Individuals that strive for a life defined by affiliation, intimacy, and contributing to one's community can be described as aspiring to fulfil their intrinsic psychological needs. In contrast, those individuals who aspire for wealth and material, social recognition, fame, image, or attractiveness can be described as aiming to fulfil their extrinsic psychological needs. The strength of an individual's intrinsic (relative to extrinsic) aspirations as indicated by rankings of importance correlates with an array of psychological outcomes. Positive correlations have been found with indications of psychological well-being: positive affect, vitality, and self-actualization. Negative correlations have been found with indicators of psychological ill-being: negative affect, depression, and anxiety.

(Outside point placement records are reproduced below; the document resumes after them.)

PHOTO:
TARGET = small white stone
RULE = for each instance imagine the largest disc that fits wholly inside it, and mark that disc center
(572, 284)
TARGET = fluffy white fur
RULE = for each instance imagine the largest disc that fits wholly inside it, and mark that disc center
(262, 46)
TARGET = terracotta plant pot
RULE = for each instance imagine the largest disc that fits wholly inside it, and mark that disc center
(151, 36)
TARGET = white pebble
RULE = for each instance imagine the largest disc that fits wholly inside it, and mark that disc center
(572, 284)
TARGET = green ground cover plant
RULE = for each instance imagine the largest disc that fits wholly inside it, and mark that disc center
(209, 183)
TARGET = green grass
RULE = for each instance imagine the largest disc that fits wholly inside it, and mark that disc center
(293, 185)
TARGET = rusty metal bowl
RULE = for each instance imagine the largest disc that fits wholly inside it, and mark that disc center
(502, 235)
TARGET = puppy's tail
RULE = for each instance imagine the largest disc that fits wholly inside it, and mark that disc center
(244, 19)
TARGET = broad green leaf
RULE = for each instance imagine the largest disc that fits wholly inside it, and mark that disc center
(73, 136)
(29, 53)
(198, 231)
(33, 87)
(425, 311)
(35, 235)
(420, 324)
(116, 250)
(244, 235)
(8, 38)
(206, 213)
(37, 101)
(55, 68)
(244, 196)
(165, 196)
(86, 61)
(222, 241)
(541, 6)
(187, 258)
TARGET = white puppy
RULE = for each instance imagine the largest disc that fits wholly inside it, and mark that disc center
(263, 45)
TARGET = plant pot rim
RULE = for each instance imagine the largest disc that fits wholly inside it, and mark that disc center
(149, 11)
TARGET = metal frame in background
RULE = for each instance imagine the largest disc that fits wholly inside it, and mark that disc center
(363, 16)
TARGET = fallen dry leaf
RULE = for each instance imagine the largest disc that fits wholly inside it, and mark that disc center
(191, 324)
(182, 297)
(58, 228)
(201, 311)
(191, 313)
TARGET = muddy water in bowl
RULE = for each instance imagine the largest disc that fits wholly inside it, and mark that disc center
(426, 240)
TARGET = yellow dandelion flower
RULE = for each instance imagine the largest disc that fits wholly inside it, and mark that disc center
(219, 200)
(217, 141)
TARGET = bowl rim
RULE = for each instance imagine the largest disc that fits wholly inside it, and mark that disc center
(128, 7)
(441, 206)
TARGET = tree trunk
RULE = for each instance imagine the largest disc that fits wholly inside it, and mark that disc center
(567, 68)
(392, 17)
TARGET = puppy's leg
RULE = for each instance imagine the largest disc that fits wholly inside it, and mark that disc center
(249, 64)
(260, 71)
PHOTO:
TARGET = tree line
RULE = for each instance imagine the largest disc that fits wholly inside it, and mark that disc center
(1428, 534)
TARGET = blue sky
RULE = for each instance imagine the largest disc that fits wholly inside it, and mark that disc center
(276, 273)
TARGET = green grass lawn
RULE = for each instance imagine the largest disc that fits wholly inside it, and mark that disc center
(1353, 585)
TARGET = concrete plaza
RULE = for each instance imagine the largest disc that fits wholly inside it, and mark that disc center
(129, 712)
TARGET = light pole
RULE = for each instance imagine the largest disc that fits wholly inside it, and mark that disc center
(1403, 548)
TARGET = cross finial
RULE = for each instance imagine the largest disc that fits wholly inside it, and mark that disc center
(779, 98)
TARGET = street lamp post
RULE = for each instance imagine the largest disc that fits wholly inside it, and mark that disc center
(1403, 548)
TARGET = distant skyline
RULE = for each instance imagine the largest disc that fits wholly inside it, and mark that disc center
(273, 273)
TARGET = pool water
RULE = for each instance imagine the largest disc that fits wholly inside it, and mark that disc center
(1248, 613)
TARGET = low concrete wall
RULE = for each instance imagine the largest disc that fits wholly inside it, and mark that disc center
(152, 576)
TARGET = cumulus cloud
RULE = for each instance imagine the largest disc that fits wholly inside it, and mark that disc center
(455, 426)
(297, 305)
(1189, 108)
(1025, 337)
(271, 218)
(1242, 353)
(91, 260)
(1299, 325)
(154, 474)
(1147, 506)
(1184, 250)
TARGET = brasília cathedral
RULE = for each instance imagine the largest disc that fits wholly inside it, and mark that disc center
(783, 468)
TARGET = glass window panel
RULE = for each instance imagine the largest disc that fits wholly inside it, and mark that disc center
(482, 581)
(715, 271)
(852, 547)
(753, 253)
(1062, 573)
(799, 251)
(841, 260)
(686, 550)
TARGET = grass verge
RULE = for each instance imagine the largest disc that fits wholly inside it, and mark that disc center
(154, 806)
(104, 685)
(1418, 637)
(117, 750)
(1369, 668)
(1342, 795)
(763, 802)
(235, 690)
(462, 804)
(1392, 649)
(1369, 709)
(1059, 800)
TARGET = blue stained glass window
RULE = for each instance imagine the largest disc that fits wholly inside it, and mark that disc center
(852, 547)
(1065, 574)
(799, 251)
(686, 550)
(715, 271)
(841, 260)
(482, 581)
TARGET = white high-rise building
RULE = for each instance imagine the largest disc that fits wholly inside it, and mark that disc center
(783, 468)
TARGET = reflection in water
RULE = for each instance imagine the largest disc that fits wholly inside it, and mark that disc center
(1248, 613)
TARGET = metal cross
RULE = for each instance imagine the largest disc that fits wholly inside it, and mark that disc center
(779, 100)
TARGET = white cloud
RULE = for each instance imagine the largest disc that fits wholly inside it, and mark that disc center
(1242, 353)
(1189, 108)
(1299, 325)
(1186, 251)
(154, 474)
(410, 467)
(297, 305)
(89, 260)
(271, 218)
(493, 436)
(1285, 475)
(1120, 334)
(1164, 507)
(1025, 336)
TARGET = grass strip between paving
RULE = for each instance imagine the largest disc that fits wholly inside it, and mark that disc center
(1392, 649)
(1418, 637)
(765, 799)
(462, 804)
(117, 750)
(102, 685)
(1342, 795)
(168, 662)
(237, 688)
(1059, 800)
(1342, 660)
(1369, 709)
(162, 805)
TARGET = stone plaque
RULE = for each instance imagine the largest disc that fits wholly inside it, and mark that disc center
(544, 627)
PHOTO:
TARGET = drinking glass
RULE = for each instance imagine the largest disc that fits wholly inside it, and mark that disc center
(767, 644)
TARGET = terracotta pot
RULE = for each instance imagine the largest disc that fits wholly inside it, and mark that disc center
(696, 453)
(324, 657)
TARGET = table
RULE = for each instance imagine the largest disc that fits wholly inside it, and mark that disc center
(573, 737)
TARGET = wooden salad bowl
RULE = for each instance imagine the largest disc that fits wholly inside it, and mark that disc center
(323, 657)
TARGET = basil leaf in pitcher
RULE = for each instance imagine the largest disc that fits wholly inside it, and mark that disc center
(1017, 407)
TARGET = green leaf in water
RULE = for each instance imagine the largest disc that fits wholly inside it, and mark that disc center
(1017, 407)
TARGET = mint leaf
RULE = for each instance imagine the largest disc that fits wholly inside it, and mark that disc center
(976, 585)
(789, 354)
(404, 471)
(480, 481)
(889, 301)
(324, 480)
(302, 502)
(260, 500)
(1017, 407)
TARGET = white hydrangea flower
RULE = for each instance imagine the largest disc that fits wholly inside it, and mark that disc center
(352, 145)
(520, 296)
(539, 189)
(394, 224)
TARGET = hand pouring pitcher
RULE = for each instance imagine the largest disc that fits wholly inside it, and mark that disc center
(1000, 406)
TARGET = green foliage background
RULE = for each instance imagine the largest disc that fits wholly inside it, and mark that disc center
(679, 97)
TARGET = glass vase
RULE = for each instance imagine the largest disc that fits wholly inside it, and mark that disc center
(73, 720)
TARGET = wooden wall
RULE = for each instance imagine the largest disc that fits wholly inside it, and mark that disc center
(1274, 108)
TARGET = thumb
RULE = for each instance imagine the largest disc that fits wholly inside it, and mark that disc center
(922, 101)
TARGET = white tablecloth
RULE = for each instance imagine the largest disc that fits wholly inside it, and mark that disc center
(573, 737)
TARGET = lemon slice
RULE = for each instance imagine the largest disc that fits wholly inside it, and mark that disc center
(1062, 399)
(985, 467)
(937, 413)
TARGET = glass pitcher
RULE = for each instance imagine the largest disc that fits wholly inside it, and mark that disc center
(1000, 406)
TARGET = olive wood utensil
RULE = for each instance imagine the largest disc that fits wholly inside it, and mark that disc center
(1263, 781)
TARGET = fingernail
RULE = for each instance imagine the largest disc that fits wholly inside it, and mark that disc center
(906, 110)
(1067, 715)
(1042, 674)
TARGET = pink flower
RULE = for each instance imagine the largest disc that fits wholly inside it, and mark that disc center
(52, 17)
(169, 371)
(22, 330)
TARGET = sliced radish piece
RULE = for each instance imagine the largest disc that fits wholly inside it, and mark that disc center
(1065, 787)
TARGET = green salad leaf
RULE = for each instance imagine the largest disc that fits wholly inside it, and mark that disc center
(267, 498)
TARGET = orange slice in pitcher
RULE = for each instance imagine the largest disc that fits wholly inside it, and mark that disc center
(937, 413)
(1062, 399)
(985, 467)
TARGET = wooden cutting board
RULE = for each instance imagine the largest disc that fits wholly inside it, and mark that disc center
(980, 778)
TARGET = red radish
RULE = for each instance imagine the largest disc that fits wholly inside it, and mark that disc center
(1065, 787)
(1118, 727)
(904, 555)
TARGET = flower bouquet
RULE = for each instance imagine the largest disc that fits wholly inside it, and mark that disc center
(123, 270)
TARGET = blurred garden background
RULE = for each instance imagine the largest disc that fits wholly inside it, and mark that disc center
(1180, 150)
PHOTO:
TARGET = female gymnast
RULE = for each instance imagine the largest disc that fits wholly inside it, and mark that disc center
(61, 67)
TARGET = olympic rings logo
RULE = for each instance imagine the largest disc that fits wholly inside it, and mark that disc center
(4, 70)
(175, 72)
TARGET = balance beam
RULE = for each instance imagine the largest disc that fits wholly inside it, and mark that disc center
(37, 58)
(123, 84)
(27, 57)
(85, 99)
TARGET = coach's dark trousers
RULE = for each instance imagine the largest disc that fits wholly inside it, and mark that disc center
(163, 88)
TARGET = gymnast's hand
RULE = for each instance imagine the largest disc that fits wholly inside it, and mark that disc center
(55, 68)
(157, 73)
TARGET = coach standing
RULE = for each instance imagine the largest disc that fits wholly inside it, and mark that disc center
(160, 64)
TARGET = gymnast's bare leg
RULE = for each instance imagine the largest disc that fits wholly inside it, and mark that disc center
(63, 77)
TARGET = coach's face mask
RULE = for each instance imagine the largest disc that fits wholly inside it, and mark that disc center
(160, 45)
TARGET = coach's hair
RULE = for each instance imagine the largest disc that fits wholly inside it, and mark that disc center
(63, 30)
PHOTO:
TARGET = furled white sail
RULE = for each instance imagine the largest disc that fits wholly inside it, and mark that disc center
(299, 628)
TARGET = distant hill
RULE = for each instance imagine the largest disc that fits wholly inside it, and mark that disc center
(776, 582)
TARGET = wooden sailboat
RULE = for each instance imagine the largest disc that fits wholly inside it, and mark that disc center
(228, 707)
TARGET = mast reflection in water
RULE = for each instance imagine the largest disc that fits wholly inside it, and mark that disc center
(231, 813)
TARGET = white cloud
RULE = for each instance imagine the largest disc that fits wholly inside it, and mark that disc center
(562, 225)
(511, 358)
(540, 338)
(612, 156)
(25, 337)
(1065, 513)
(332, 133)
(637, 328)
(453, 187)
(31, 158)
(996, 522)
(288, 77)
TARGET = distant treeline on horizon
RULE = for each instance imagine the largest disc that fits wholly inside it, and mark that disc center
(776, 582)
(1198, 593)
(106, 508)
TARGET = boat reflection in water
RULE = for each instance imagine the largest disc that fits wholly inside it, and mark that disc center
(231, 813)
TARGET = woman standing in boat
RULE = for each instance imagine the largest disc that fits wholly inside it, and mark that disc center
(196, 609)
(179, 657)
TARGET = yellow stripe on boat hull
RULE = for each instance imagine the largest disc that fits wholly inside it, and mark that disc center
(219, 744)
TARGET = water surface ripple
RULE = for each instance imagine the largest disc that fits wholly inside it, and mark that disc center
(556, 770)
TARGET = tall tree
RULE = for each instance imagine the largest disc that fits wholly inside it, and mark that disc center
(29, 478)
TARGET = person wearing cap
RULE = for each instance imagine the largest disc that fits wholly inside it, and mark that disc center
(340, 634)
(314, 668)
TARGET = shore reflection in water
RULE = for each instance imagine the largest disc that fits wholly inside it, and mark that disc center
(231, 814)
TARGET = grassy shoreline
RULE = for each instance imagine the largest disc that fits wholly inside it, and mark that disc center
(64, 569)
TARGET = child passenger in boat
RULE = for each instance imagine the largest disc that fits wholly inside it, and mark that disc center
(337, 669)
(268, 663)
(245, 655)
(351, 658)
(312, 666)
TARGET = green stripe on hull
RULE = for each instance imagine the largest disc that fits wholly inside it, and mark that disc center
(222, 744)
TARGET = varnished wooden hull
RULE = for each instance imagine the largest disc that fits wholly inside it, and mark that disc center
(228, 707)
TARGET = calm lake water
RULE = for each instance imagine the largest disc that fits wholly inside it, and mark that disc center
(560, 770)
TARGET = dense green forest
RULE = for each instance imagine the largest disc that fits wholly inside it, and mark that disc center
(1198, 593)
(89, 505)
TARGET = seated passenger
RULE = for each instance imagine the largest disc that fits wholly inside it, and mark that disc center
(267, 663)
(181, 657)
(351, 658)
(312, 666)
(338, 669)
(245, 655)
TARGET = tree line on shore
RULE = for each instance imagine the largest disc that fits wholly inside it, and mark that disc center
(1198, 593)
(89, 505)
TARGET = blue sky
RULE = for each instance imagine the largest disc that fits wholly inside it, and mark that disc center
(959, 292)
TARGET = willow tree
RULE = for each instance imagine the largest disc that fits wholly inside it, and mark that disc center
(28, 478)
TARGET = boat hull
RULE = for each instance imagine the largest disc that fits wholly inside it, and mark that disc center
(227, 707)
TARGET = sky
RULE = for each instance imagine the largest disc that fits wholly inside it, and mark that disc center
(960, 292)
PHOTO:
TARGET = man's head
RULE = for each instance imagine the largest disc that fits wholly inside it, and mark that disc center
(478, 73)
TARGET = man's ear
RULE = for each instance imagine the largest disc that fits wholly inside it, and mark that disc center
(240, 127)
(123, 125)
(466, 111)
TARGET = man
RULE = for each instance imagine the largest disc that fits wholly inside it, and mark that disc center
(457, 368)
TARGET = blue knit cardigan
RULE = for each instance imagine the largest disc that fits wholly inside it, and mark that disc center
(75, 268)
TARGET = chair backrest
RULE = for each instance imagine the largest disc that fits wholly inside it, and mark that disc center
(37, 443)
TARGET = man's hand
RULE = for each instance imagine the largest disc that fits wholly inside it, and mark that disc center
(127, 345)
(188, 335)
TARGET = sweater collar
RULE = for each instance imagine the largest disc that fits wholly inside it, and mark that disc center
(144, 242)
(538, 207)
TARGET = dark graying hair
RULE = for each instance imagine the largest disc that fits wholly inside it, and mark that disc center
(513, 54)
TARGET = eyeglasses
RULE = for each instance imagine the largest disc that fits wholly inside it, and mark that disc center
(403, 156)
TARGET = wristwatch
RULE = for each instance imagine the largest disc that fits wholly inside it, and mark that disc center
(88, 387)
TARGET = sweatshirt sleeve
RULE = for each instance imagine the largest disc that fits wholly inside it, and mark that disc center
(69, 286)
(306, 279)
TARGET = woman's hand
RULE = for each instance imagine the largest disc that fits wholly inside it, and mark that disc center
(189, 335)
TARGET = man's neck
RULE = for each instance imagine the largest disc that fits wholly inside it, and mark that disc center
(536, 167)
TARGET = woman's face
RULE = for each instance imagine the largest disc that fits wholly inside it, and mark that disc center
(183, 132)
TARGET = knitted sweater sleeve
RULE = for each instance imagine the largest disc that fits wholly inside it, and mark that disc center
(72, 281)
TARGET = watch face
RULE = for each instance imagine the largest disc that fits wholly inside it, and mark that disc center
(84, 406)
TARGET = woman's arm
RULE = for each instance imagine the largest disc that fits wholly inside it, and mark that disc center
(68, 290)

===Relations with others===
A more recent study confirming Ryff's notion of maintaining positive relations with others as a way of leading a meaningful life involved comparing levels of self-reported life satisfaction and subjective well-being (positive/negative affect). Results suggested that individuals whose actions had underlying eudaimonic tendencies as indicated by their self-reports (e.g., "I seek out situations that challenge my skills and abilities") were found to possess higher subjective well-being and life satisfaction scores compared to participants who did not. Individuals were grouped according to their chosen paths/strategies to happiness as identified by their answers on an Orientation to Happiness Questionnaire. The questionnaire describes and differentiates individuals on the basis of three orientations to happiness which can be pursued, though some individuals do not pursue any. The "pleasure" orientation describes a path to happiness that is associated with adopting hedonistic life goals to satisfy only one's extrinsic needs. Engagement and meaning orientations describe a pursuit of happiness that integrates two positive psychology constructs "flow/engagement" and "eudaimonia/meaning". Both of the latter orientations are also associated with aspiring to meet intrinsic needs for affiliation and community and were amalgamated by Anić and Tončić into a single "eudaimonic" path to happiness that elicited high scores on all measures of well-being and life satisfaction. Importantly, she also produced scales for assessing mental health. This factor structure has been debated, but has generated much research in wellbeing, health, and successful aging.

=== Personality ===
Meta-analytic research shows that psychological well-being scales correlate strongly with all of the Big Five personality traits. Neuroticism is the strongest Big Five predictor of psychological well-being, correlating negatively with psychological well-being. In particular, openness has strong connections with personal growth, agreeableness and extraversion are notably related to positive relations, and conscientiousness is notably related to environmental mastery and purpose in life.

===Heritability===
Individual differences in both overall Eudaimonia, identified loosely with self-control and in the facets of eudaimonia are heritable. Evidence from one study supports 5 independent genetic mechanisms underlying the Ryff facets of this trait, leading to a genetic construct of eudaimonia in terms of general self-control, and four subsidiary biological mechanisms enabling the psychological capabilities of purpose, agency, growth, and positive social relations.

===Well-being therapy===
A therapy based on Ryff's six elements was developed by Fava and others.